The embassy - officially called the People's Bureau - was quickly besieged by armed police, who sealed off the area close to Buckingham Palace.

Later in the afternoon, six men were arrested at Heathrow airport and interrogated by Scotland Yard's anti-terrorist squad.

British Caledonian Airways disclosed that a flight to Tripoli was recalled over the Mediterranean on the advice of the Foreign Office and the suspects were arrested on board after the plane landed.

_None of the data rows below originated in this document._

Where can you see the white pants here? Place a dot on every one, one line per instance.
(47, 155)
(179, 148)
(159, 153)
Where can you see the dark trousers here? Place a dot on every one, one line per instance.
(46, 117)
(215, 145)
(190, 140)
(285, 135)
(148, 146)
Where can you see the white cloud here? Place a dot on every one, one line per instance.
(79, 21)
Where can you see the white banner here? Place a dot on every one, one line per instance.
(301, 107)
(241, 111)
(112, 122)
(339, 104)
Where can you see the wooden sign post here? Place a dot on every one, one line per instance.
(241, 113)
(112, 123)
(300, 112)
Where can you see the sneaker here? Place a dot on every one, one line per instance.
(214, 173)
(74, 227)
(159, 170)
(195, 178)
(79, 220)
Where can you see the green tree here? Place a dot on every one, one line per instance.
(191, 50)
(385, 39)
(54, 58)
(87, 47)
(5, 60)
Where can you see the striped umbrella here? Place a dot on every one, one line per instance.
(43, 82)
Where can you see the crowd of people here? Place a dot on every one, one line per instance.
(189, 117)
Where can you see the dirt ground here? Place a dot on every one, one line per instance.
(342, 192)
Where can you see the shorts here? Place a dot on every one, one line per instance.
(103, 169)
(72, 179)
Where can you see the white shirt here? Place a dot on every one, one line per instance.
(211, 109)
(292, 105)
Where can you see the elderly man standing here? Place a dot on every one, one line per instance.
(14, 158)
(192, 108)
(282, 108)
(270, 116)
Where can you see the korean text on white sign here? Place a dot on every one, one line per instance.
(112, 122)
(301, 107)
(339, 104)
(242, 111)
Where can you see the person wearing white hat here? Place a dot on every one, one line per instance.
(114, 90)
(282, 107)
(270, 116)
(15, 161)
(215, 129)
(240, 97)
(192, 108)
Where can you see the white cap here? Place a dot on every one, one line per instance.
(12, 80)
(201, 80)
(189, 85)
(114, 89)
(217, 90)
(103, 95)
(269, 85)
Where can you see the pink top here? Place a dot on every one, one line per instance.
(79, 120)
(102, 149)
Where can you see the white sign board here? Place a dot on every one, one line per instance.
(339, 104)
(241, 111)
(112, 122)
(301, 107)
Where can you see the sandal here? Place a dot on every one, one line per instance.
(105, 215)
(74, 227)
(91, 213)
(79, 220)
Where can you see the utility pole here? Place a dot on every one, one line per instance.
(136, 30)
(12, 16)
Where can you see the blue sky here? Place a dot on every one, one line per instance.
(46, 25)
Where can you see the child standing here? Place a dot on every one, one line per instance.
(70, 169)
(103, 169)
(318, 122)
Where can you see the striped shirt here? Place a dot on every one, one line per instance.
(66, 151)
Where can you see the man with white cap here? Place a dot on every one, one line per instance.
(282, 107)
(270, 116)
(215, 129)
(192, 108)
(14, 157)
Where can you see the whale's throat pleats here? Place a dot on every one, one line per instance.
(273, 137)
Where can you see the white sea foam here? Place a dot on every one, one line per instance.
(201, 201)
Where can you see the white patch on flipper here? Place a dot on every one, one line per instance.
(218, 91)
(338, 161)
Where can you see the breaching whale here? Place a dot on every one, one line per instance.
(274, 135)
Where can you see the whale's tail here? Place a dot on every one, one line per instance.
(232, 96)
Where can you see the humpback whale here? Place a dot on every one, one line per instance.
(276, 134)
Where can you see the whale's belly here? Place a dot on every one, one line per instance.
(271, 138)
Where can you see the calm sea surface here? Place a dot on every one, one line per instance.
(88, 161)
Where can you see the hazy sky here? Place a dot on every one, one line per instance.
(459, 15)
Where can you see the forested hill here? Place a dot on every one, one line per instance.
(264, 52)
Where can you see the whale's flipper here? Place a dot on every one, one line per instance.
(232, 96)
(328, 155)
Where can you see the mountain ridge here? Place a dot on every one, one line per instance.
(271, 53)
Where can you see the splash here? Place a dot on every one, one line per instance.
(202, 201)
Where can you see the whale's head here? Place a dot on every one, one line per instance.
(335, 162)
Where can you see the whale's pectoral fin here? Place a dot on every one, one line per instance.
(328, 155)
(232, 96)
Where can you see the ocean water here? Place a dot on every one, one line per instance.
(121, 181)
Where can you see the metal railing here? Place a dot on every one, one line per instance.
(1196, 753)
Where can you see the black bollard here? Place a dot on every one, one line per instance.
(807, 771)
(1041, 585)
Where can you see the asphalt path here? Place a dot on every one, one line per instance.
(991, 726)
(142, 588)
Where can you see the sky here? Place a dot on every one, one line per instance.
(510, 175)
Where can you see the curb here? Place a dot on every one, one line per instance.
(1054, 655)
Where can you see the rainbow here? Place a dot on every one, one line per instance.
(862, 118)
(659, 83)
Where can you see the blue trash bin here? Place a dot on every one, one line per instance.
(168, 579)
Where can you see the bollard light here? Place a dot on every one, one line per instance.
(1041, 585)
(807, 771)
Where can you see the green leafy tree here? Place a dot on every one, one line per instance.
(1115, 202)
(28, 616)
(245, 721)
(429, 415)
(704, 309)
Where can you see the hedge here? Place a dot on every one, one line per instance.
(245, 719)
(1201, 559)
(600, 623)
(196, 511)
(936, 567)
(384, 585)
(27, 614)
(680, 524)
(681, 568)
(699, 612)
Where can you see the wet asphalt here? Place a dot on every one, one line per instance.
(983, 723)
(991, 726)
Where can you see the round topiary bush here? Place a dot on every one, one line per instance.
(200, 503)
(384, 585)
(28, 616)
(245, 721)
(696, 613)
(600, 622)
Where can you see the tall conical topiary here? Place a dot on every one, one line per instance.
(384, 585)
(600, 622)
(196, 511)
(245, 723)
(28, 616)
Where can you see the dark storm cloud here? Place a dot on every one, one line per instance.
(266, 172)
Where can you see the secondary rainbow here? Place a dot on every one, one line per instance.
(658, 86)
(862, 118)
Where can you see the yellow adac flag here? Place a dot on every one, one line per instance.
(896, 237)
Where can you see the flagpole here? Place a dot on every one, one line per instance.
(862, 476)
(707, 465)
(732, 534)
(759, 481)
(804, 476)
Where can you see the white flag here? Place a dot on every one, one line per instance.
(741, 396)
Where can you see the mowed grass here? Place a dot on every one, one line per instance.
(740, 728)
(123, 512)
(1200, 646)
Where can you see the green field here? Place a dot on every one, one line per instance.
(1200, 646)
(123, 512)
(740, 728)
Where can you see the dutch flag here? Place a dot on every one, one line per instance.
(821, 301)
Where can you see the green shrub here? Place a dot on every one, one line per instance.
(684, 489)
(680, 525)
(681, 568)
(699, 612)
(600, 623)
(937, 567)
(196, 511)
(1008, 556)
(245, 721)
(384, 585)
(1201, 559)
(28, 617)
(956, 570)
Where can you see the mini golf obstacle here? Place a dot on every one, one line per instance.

The following day police kept the embassy under siege after all-night telephone negotiations failed to break a diplomatic stalemate.

And in Tripoli, the British embassy was surrounded by large numbers of revolutionary guards, who refused to let the ambassador and others leave the building.

The Japanese knew before they entered the second world war that Sir Winston Churchill had confided that Britain could not resist a Japanese attack in the Far East or defend Singapore.

The Sunday Telegraph said Britain's wartime prime minister sent his conclusions to his allies, the prime ministers of Australia and New Zealand, with other secret papers aboard a British cargo ship, the Automedon.

It was captured by the German surface raider Atlantis in the Indian Ocean in November 1940.

The papers were turned over to the Japanese by the German naval attache in Tokyo.The report said the British Foreign Office believed its former official and Soviet spy Donald Maclean gave the papers to the Soviets, who gave them to the Germans, who then passed them to the Japanese.